Intuitively, a component encapsulates a coherent system of concepts and their relationships, which can be mapped onto a variety of situations where that pattern is deemed to hold. A component is defined as a triple [P,A,R] where P is a set of participants (denoting the objects involved in the pattern), A is a set of axioms (describing relationships among participants), R is a set of roles with which the participants can be labeled, each role referring to a different participant. A component's interface is the set of role-participant pairs of the component. A component can be instantiated by binding its participants to objects in the target domain. When this happens, the axioms in the component are asserted for those objects. Compound concepts can now be specified as a composition of components. A specification states how the components' interfaces plug together, describing how their roles correspond.

A concept representation is an integration of information from the concept's components, subject to the mapping given in the concept's specification. It is more than a simple union of the components' axioms, as axioms may interact to allow additional information to be inferred about the concept. In general, constructing a compound concept representation in its entirety is intractable. Therefore, by design, this concept construction method is driven by questions posed to the knowledge-base. To answer questions that reference concepts not explicitly in the knowledge-base, the system first creates a scenario, consisting of Skolem individuals denoting parts of the compound concept plus the relationships among them. The system then elaborates the scenario to find the answer to the given question.

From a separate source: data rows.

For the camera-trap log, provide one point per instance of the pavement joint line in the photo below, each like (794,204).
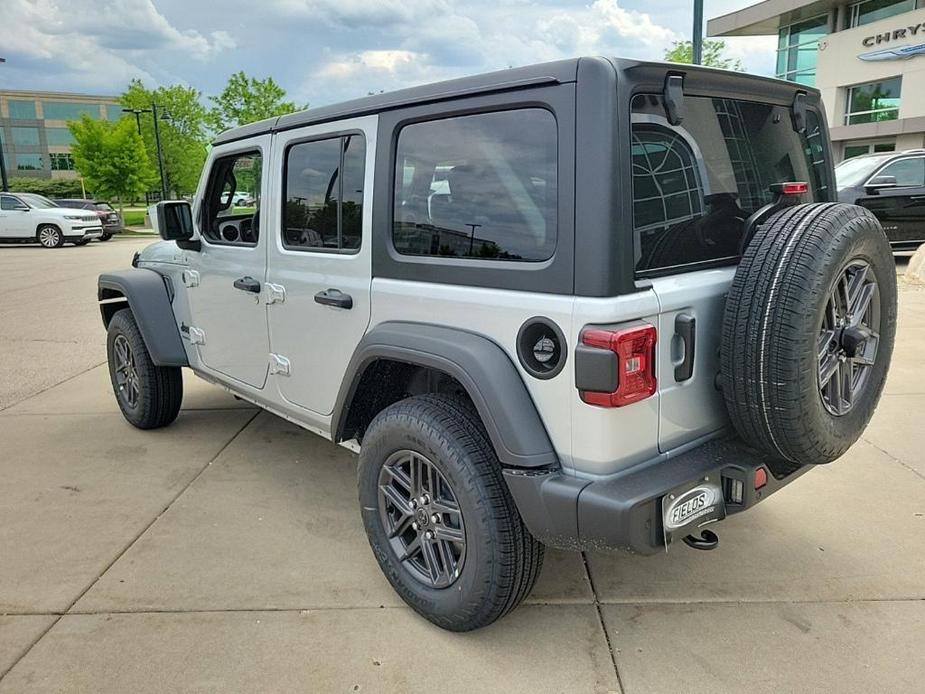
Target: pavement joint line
(104,414)
(894,458)
(600,620)
(54,385)
(127,547)
(370,608)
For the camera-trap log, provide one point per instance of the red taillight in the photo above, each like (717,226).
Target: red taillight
(793,188)
(634,349)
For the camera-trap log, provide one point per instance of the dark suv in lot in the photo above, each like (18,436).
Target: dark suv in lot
(892,186)
(111,220)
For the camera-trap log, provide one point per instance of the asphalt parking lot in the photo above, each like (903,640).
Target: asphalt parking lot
(226,552)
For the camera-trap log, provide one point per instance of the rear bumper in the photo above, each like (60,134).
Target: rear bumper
(624,511)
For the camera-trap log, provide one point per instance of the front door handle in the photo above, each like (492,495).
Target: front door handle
(686,327)
(334,297)
(247,284)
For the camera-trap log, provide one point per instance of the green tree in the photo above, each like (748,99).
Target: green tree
(183,130)
(247,99)
(111,157)
(713,54)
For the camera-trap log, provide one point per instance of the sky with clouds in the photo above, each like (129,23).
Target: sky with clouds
(323,51)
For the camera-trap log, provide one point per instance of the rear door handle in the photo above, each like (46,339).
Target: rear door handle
(247,284)
(334,297)
(686,327)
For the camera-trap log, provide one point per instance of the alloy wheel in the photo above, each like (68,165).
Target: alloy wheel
(421,516)
(848,339)
(126,372)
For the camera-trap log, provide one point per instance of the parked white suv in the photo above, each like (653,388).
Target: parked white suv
(588,304)
(30,218)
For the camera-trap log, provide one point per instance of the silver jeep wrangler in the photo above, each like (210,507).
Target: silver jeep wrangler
(587,304)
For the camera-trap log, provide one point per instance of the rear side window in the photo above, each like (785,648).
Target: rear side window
(909,173)
(323,210)
(695,184)
(480,186)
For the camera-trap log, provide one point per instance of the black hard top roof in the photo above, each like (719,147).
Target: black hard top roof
(557,72)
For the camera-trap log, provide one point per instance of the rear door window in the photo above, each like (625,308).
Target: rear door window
(478,186)
(695,184)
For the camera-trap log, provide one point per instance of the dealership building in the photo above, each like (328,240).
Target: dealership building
(33,129)
(867,58)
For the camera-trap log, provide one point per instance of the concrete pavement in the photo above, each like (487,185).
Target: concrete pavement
(226,553)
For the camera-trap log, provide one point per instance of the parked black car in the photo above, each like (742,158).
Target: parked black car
(112,221)
(892,186)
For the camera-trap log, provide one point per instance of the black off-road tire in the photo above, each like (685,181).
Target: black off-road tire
(159,388)
(502,559)
(772,331)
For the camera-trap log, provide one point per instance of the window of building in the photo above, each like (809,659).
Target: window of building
(695,184)
(21,110)
(873,102)
(857,149)
(324,194)
(231,206)
(58,136)
(25,136)
(61,162)
(909,173)
(479,186)
(875,10)
(29,162)
(798,48)
(66,110)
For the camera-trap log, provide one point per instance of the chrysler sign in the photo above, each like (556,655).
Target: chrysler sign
(894,52)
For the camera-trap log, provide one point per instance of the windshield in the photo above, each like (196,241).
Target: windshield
(696,183)
(853,172)
(37,201)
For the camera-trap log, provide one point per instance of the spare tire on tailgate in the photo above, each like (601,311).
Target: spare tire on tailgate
(808,332)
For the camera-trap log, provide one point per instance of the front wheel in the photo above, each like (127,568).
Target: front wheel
(148,395)
(50,236)
(439,517)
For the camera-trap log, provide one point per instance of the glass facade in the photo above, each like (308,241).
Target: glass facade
(874,10)
(59,136)
(873,102)
(21,110)
(29,162)
(61,162)
(25,136)
(797,49)
(67,110)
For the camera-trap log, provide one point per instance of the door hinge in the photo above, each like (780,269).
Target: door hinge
(276,293)
(279,364)
(197,336)
(191,278)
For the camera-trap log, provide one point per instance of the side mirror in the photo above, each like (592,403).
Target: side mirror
(879,183)
(172,220)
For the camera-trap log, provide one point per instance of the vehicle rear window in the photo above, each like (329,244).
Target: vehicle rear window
(478,186)
(695,184)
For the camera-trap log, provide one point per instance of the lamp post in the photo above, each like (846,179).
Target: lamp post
(157,140)
(3,182)
(697,42)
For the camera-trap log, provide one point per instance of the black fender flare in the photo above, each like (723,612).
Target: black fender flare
(149,298)
(482,367)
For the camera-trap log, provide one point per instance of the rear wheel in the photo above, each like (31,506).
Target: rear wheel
(439,517)
(808,332)
(148,395)
(49,236)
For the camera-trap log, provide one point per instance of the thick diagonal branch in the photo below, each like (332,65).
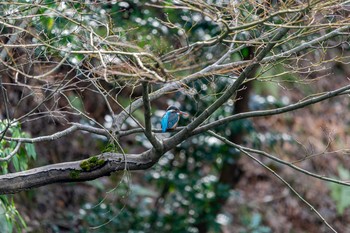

The algorithm uses access paths as the language for querying the knowledge base. Given a query expressed as an access path, the composition algorithm applies the Classify-Elaborate cycle (to each Pi(xi-1, xi) in turn) to 'follow the path'. The goal is to compose just the information necessary to answer the query.

Classify: Before search for solutions for the predicate Pi(xi-1, xi), first try to refine the classification of xi-1 from its known class to something more specific, to find its most specific generalization(s). Elaborate: To find solutions for Pi(xi-1, xi), search for axioms that conclude the value(s) of xi, looking in the components in which xi-1 participates. Each of these operations can trigger a recursive call to another Classify-Elaborate cycle.

Definitions

Access Path: An access path is a sequence of binary predicates: P1(C, x1), P2(x1, x2),...,Pn(xn-1,xn) where C is a constant and the xi's are free variables. An access path references the set of values for xn for which there exists at least one value for all other variables in the path.